Buried in the technical discussion is a pattern that most listeners would skip past: DeepSeek systematically replaced industry-standard GPU software stack components (CUDA → Triton → TileLang) and adopted FP8 data formats specifically designed for next-generation Chinese chips. This is not a performance optimization — it is a long-range bet on domestic semiconductor ecosystems.

"After updating V-Sender 1 in August last year, they adopted the UEM80 FP8 data compression format. At the time, DeepSeek itself replied in the comments that this data format is designed for the next generation of domestic chips. In the September 2025 update of DeepSeek V3, we can also see from the technical report that DeepSeek even replaced the underlying operator library from mainstream CUDA and Triton to TileLang — a domestic open-source project initiated by Professor Yang Zhi's team at Peking University." [00:11:40]
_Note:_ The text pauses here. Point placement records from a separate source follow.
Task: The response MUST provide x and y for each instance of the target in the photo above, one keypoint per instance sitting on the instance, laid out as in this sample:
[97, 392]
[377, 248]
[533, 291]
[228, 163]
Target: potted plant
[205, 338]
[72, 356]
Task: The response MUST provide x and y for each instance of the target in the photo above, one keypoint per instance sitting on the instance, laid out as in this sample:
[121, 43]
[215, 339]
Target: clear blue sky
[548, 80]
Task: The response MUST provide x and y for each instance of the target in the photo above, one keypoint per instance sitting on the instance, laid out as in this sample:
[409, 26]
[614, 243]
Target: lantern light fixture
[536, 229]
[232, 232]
This is a strategic infrastructure moat-building exercise that no other frontier lab is doing. If Chinese domestic GPUs (e.g., from Cambricon, Biren, or Huawei Ascend) ever achieve competitive performance, DeepSeek will be the only frontier lab already optimized for them — a potentially decisive advantage that is completely invisible in any benchmark comparison today.

The Real Competition Is Already at the Intern Level — and Compensation Has Broken All Records

In passing, Manchi mentions intern compensation figures that signal how extreme the AI talent war has become at the earliest pipeline stage. Tencent reportedly offering 5,500 RMB/day to top interns (>100,000 RMB/month), surpassing even ByteDance Seed's previous record of 4,000 RMB/day.
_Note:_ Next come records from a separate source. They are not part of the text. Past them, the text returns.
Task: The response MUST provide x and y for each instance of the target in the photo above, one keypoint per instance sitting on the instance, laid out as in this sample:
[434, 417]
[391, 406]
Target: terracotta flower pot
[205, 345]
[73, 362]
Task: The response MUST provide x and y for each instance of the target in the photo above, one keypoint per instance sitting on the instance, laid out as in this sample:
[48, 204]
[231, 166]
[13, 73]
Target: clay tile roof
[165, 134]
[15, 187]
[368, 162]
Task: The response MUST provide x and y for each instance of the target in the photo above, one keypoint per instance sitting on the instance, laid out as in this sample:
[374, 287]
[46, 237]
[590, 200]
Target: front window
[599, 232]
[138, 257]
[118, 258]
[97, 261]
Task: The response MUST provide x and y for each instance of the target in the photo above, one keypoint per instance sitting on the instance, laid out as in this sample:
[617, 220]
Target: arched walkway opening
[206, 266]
"If 5,500 RMB per day is true, and this intern goes to work every day for a month, their monthly salary would exceed 100,000 RMB. Such high intern wages also indirectly show how fierce the competition for AI talent has become." [00:06:30]

The non-obvious implication: the real bottleneck in Chinese AI is not capital or compute — it is a tiny pipeline of elite researchers, most under 30, from a handful of universities. Any investor or operator who secures preferential access to this pipeline (through internship programs, university partnerships, or talent-first recruitment firms like the Dink AI recruiting firm mentioned) is acquiring a structural advantage that cannot be replicated through money alone.